Store Norske says it is giving up on the hoping of extracting coal from the mine while carrying out a government-ordered dismantling of the nearby Lunckefjell mine during the next few years. The decision is oddly timed, occurring shortly after the company finally persuaded skeptical government officials to be open to the possibility after months of effort.
But Administrative Director Jan Morten Ertsaas said the board of directors determined at its most recent meeting the economics and logistics simply weren’t going to work out.
“It would be too demanding, the upside would have become too small and it would probably also require a new parliamentary decision,” he told High North News.
Store Norske was hoping a temporary resumption of mining at Svea would offset some of the much higher than expected cost of dismantling all infrastructure at both sites, with significant short-term employment and preserving some of the company’s expertise during a major transition seen as additional benefits.
Operations were suspended at Svea in 2016 for what was supposed to be up to three years in the hope coal prices rose enough to allow profitable mining. But company officials said last year the suspension was proving economically and logistically unfeasible, and asked Norway’s government to either support a resumption of permanent shutdown of operations.
The government, which fully owns Store Norske since providing a bailout package a couple of years ago to stave off bankruptcy, ordered the dismantling late last year after determining there was no way to ensure profitable operations at the two mines. But the originally estimated 750-million-kroner cost of dismantling has doubled to 1.5 billion kroner – not including writing off the 1.2-billion-kroner cost of building Lunckefjell – prompting company officials to work on a proposal for temporary operations.

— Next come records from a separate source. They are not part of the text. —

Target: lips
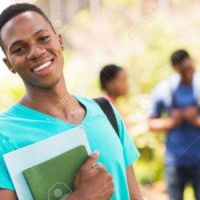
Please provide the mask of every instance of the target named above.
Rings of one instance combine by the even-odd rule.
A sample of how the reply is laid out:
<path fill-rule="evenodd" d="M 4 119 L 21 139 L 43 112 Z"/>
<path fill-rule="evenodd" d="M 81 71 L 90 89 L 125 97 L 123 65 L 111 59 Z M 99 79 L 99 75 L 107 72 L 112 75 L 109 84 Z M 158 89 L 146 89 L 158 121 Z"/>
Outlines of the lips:
<path fill-rule="evenodd" d="M 44 61 L 38 65 L 36 65 L 35 67 L 33 67 L 31 69 L 32 72 L 37 72 L 39 73 L 40 71 L 43 71 L 45 70 L 46 68 L 50 67 L 51 64 L 53 63 L 54 59 L 51 59 L 51 60 L 47 60 L 47 61 Z"/>
<path fill-rule="evenodd" d="M 45 68 L 49 67 L 50 64 L 51 64 L 51 61 L 47 61 L 44 64 L 40 65 L 39 67 L 33 69 L 33 71 L 34 72 L 38 72 L 38 71 L 40 71 L 42 69 L 45 69 Z"/>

The suggestions were originally rebuffed, but after a shakeup among ministry officials State Secretary Daniel Bjarmann-Simonsen of the Ministry of Trade, Industry and Fisheries told High North News last month he was open to the idea if it would help offset the cost. But Ertsaas said the final decision not to do so was made by the board without pressure from the ministry.
“I can deny that the ministry told us that the company should not count on any profits from the sale of coal to finance any part of the eradication,” he said.